Enjeu: Même si la RSE a un coût en terme humain et en terme financier, il faut l’imaginer comme un investissement. En effet, investir sur la productivité, sur la réduction des coûts de production (notamment en réduisant la consommation d’énergie et de matériaux), permet à l’entreprise de rentabiliser très vite le coût que peut entraîner la RSE. De plus de meilleures relations avec les investisseurs et les banques permettent aussi une confiance réciproque et un investissement plus important de la part de ceux-ci. 
Du côté des salariés, la motivation et l’identification à une entreprise dont la politique leur correspond entraîne un regain de productivité et une innovation plus importante.
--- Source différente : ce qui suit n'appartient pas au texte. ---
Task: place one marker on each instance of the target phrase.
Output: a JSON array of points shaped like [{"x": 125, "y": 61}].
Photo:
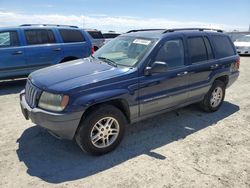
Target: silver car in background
[
  {"x": 242, "y": 45},
  {"x": 96, "y": 38}
]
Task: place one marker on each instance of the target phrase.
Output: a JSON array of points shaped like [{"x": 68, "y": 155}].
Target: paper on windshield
[{"x": 141, "y": 41}]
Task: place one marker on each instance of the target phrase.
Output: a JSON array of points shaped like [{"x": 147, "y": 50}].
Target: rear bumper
[
  {"x": 61, "y": 125},
  {"x": 232, "y": 78}
]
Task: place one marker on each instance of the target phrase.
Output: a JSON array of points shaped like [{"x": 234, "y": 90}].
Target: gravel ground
[{"x": 187, "y": 148}]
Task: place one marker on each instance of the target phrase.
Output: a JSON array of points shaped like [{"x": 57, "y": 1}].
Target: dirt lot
[{"x": 185, "y": 149}]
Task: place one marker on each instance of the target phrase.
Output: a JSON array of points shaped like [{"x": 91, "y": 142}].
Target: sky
[{"x": 124, "y": 15}]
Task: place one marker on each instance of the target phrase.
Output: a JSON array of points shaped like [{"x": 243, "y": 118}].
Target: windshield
[
  {"x": 244, "y": 39},
  {"x": 125, "y": 51}
]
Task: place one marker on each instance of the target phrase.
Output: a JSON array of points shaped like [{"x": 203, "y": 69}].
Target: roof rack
[
  {"x": 193, "y": 29},
  {"x": 137, "y": 30},
  {"x": 25, "y": 25}
]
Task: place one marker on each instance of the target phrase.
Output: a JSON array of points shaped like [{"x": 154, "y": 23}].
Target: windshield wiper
[{"x": 109, "y": 61}]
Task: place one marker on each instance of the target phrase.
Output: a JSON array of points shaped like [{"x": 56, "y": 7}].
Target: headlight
[{"x": 53, "y": 102}]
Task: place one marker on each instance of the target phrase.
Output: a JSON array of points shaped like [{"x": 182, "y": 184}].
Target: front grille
[{"x": 31, "y": 94}]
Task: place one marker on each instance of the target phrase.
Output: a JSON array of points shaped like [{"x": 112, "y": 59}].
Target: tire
[
  {"x": 214, "y": 98},
  {"x": 104, "y": 123}
]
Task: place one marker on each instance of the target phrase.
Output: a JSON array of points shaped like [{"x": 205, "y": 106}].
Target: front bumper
[{"x": 60, "y": 125}]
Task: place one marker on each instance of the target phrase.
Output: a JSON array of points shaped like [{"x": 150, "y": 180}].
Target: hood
[
  {"x": 240, "y": 44},
  {"x": 73, "y": 74}
]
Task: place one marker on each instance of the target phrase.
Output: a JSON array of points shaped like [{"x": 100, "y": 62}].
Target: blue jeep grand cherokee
[
  {"x": 30, "y": 47},
  {"x": 135, "y": 76}
]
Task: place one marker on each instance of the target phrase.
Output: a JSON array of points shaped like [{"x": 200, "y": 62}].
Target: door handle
[
  {"x": 17, "y": 53},
  {"x": 57, "y": 49},
  {"x": 182, "y": 73},
  {"x": 214, "y": 66}
]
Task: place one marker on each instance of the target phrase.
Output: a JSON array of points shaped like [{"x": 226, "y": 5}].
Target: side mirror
[{"x": 156, "y": 67}]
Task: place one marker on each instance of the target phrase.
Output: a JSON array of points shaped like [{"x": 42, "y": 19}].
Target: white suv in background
[{"x": 242, "y": 45}]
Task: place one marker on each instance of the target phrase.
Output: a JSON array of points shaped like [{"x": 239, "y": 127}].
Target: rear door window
[
  {"x": 70, "y": 35},
  {"x": 9, "y": 38},
  {"x": 197, "y": 49},
  {"x": 96, "y": 34},
  {"x": 39, "y": 36},
  {"x": 172, "y": 53},
  {"x": 223, "y": 46},
  {"x": 210, "y": 54}
]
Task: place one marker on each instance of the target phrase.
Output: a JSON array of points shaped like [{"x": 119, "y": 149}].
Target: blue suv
[
  {"x": 135, "y": 76},
  {"x": 30, "y": 47}
]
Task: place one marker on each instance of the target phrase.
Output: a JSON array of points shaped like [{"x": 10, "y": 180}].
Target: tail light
[
  {"x": 92, "y": 50},
  {"x": 237, "y": 64}
]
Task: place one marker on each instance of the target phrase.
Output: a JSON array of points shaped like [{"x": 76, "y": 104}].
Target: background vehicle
[
  {"x": 96, "y": 38},
  {"x": 242, "y": 45},
  {"x": 133, "y": 77},
  {"x": 30, "y": 47},
  {"x": 237, "y": 34},
  {"x": 109, "y": 36}
]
Dans le même ordre d’idée, la RSE fidélise et attire les salariés qui s’identifieront plus à leur entreprise si elle a un code moral irréprochable.

Dérive: Une entreprise qui n’est plus en phase avec ses valeurs entraîne un détachement et une démotivation de la part des salariés. Le turnover sera plus important dès ce moment et les hauts-potentiels seront tentés d’aller voir ailleurs. Les coûts seront alors plus élevés.


Agir dans l'esprit citoyen

Enjeu: Un des enjeux les plus importants de la RSE est bien sûr l’impact positif que l’entreprise peut avoir sur son environnement non seulement immédiat mais aussi dans le reste du monde.
Exemple: Une imprimerie qui privilégiera les papiers qui sont produits avec un label FSC protégera les forêts de la planète. 

Conclusion

S’engager dans la RSE est une démarche qualitative dont l’entreprise peut ressortir gagnante si elle l’applique de manière inclusive dans sa stratégie. Les dérives de la RSE sont pourtant nombreuses, peut-être dues au fait que le patronat ne veut pas de législation qui le contraindrait à être transparent sur les actions entreprises ou peut-être aussi parce qu’il est plus facile de parler de la RSE que de l’appliquer.




1 PASQUERO J., La responsabilité sociale de l’entreprise – regard historique tiré de: TURCOTTE M-F., SALMON A., Responsabilité sociale et environnementale de l’entreprise, Quebec, Presses de l’Université du Quebec, 2005.
2 HAMBURSUN C., La RSE comme facteur de cohésion interne en situation de crise», in Magazine de la Communication de crise et Sensible MCCS pour l’Observatoire International des Crises (OIC) 2009, pp. 5-11.